Feitas as considerações supra, a conclusão é pelo acolhimento da correição, na medida em que da retrospectiva realizada nos parágrafos acima não se verifica na conduta da autora a configuração de efetivo abandono processual tão somente por não ter comparecido à solenidade aprazada.

E essa perspectiva vem respaldada especialmente na credibilidade que exsurge da versão posta na inicial das fls. 2-8. É dizer a requerente demonstrou verossimilhança na sua alegação de que enfrentou problemas relacionados a sua saúde e de seu filho que nasceu prematuro, conforme aludido acima, bem como de que não tenha contribuído para a ignorância sobre a solenidade designada.

Ademais, depreende-se da nova redação do art. 265 do Código de Processo Penal que a multa terá aplicabilidade exclusivamente se caracterizado o efetivo abandono do processo , sem prévia comunicação ao juiz. Em outras palavras, inexiste previsão legal para a imposição de multa tão somente pelo não comparecimento de causídico à audiência aprazada.

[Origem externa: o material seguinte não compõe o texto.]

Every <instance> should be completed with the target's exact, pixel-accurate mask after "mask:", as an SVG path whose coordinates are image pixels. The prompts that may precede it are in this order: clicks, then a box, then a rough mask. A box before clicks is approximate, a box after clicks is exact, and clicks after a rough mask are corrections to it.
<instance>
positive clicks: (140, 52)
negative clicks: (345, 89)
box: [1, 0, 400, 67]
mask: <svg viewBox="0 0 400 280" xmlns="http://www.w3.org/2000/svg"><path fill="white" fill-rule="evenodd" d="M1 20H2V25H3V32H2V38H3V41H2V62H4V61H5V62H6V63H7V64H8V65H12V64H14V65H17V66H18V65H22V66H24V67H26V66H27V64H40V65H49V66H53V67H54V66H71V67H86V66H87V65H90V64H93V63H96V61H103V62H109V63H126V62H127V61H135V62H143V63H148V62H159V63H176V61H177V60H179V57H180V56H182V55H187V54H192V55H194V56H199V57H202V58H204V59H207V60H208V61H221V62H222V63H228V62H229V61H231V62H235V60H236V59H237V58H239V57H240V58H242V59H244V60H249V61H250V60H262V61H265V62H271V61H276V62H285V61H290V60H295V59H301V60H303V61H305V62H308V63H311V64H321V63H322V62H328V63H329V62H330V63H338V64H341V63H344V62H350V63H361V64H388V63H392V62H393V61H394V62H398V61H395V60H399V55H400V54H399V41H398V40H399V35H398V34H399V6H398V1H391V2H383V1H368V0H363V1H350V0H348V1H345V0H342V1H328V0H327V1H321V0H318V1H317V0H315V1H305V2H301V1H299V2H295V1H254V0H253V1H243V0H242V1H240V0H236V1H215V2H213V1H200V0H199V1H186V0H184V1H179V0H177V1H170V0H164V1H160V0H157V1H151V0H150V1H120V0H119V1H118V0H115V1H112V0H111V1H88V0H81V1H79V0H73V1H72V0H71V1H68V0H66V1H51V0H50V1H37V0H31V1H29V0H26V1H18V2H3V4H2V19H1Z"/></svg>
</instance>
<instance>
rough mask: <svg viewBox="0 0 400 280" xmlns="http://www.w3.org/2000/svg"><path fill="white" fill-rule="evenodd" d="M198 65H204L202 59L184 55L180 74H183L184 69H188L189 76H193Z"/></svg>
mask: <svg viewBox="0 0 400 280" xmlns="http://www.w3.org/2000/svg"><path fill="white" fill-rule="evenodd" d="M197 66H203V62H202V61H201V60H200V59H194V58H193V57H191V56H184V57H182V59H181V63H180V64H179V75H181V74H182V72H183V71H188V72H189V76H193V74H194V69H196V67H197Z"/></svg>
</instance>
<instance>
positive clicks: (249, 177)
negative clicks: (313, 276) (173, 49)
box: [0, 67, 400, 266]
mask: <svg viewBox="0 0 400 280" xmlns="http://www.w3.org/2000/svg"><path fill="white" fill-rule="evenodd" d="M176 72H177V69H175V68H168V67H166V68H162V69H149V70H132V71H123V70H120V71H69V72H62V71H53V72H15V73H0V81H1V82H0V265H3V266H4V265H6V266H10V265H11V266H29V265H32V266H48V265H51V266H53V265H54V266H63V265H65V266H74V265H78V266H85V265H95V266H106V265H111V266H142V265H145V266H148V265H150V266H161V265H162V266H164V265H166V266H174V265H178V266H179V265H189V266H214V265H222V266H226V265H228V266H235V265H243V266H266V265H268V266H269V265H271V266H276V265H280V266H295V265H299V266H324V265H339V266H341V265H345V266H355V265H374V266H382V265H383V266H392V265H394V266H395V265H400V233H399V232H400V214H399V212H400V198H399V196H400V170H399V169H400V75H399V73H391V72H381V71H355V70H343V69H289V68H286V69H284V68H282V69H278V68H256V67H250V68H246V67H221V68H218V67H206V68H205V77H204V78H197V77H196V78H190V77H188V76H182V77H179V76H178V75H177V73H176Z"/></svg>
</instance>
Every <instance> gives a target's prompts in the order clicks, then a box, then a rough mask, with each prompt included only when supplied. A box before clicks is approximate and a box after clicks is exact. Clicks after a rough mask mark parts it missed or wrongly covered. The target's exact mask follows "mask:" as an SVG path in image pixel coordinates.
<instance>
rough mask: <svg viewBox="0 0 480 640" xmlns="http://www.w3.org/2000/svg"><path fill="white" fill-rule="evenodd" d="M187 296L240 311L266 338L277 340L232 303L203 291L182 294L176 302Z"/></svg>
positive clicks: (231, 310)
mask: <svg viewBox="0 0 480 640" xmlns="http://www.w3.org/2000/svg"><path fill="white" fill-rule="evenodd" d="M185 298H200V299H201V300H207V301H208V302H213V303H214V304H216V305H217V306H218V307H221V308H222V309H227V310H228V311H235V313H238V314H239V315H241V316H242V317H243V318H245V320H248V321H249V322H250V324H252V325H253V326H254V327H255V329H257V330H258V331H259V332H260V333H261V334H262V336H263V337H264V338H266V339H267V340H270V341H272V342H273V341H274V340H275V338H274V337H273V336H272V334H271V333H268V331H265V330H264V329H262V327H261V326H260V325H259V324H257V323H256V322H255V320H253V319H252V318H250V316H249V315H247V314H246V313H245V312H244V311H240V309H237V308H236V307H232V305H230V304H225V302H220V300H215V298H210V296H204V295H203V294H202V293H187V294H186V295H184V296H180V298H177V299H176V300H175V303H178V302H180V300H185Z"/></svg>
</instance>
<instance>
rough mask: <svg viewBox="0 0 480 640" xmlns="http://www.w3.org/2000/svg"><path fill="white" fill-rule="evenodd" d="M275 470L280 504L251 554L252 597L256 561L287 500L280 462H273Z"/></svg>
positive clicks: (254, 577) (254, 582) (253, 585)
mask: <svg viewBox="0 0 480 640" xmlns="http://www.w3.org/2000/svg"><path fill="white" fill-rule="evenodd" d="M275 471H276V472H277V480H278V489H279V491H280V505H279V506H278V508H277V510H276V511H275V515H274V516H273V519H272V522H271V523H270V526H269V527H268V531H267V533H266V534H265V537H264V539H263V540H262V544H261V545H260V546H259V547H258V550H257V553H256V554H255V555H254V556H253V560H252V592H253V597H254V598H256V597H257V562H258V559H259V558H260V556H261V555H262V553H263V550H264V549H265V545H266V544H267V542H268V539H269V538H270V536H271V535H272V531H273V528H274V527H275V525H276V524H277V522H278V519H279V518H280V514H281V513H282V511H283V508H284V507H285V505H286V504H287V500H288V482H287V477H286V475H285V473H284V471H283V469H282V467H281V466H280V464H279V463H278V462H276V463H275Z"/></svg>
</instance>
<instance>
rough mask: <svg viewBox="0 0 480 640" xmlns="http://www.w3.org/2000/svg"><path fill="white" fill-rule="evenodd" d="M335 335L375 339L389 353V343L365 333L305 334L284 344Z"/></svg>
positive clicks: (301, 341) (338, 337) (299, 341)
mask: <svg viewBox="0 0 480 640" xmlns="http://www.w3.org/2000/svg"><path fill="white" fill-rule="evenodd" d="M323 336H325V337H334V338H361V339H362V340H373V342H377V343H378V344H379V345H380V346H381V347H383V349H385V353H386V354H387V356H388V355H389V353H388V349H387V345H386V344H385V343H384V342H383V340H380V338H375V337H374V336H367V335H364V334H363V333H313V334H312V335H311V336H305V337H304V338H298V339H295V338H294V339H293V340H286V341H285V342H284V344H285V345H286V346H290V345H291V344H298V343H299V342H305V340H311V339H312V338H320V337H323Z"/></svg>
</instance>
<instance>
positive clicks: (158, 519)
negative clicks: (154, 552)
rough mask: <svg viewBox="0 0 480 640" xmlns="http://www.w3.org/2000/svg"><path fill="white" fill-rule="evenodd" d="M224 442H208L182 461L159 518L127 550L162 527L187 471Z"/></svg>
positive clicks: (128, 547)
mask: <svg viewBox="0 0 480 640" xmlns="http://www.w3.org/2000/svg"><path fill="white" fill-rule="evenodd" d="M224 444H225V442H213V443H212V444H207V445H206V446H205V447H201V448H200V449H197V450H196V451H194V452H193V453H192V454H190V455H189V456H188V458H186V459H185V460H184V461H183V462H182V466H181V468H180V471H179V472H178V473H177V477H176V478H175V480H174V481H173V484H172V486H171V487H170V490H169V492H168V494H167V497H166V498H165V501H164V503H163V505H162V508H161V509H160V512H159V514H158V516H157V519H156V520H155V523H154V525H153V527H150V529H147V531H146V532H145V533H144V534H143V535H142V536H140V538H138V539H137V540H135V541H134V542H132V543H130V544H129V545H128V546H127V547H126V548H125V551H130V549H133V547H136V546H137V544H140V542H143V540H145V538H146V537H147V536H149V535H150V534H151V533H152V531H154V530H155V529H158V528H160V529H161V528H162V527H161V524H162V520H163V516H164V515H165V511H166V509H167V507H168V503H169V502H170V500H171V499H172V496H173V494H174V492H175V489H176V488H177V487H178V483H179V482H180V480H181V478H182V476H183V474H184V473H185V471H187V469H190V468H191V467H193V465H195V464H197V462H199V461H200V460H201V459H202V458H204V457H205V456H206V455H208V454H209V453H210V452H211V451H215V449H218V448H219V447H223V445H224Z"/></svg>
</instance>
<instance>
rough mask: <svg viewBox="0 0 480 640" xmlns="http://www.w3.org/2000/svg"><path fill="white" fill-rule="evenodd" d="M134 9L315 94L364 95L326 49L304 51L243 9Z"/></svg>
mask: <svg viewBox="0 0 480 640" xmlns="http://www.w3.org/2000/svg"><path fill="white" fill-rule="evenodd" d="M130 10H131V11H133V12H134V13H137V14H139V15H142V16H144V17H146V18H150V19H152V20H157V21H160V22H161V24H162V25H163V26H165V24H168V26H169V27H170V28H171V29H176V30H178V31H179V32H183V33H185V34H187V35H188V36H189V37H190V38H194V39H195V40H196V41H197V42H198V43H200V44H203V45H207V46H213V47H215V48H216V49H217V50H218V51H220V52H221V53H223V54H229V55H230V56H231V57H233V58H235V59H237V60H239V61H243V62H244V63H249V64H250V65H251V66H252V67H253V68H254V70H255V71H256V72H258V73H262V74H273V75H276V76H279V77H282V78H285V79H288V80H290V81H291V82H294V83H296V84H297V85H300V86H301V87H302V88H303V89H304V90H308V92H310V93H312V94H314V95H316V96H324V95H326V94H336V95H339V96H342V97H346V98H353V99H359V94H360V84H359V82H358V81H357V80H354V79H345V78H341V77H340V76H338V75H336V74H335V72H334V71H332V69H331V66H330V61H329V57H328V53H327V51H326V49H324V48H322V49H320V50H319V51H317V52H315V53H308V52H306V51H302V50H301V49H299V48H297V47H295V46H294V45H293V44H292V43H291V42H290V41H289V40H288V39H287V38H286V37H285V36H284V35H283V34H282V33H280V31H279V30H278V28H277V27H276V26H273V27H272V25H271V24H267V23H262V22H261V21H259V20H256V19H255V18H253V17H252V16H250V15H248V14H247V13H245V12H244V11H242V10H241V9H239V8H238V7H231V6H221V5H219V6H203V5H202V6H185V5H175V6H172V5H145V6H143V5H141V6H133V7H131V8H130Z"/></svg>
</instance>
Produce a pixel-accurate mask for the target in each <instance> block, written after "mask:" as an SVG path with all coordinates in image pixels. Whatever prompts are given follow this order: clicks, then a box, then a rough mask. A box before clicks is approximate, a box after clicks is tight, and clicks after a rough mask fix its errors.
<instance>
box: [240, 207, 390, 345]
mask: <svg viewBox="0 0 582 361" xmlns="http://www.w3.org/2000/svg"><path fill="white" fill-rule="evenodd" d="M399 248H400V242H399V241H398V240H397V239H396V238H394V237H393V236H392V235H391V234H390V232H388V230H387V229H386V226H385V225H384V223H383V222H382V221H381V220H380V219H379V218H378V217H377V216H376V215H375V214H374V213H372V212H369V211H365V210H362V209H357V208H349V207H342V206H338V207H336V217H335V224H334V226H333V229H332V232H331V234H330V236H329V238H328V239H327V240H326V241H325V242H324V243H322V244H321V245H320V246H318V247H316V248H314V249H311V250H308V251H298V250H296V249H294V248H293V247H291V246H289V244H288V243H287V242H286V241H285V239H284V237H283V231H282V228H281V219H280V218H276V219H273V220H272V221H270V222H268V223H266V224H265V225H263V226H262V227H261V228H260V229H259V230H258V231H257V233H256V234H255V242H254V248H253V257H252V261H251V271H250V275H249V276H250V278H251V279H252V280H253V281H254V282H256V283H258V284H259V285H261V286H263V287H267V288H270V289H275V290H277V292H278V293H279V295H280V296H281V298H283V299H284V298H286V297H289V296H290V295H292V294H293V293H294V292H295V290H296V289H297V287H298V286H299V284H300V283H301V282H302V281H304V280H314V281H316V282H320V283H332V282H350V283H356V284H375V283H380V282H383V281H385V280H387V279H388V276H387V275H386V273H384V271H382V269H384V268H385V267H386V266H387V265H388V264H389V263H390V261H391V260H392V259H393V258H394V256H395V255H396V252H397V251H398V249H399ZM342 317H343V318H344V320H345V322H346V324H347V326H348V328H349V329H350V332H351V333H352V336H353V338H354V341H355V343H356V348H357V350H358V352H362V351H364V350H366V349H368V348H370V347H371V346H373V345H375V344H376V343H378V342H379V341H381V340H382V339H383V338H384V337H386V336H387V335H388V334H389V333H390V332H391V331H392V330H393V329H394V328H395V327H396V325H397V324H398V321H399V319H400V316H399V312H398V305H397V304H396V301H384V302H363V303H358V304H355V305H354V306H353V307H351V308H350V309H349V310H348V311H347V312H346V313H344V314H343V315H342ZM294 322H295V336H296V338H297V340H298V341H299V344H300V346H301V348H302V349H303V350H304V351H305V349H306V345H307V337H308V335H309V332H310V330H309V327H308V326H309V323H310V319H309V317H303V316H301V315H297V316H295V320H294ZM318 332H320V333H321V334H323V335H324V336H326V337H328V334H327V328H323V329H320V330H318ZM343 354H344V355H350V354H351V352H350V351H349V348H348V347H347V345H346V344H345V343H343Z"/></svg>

A reforçar o quanto foi explicitado supra, enfatiza-se que este Órgão fracionário consolidou o entendimento de que o mero não comparecimento do advogado à audiência não retrata abandono de causa ao efeito de fazer incidir o comando do art. 265 do Código de Processo Penal. Nesse sentido, verifique-se o teor dos acórdãos oriundos de julgamentos unânimes em situações similares: Correição Parcial nº 70039835053. Relator, o Des. Luís Gonzaga da Silva Moura, julgado em 31/01/2011 e a Correição Parcial nº 70039706031, Relator o Des. Amilton Bueno de Carvalho, julgado em 15/12/2010.

Reforça dizer que é legítima a preocupação do legislador, ao editar a reforma do Código de Processo Penal, assim evitando procrastinações descabidas. Por igual, ponderável a preocupação da eminente magistrada, que tem a finalidade de determinar que os feitos de natureza penal tramite com regularidade, evitando-se atrasos injustificados, o que também causa um mal ao acusado. Contudo, a previsão legal somente permite a imposição de multa quando houver o abandono injustificado do processo, o que não há de significar a ausência a uma sessão da audiência.

Diante do exposto, JULGO PROCEDENTE a correição parcial, corolário lógico é a cassação a decisão que fixou a multa prevista no artigo 265 do Código de Processo Penal.


Des. Luís Gonzaga da Silva Moura (PRESIDENTE) - De acordo com o (a) Relator (a).

Des. Amilton Bueno de Carvalho - De acordo com o (a) Relator (a).

DES. LUÍS GONZAGA DA SILVA MOURA - Presidente - Correição Parcial nº 70047220793, Comarca de Cachoeirinha: "À UNANIMIDADE, JULGARAM PROCEDENTE A CORREIÇÃO PARCIAL, CASSANDO A DECISÃO QUE FIXOU A MULTA PREVISTA NO ARTIGO 265 DO CÓDIGO DE PROCESSO PENAL."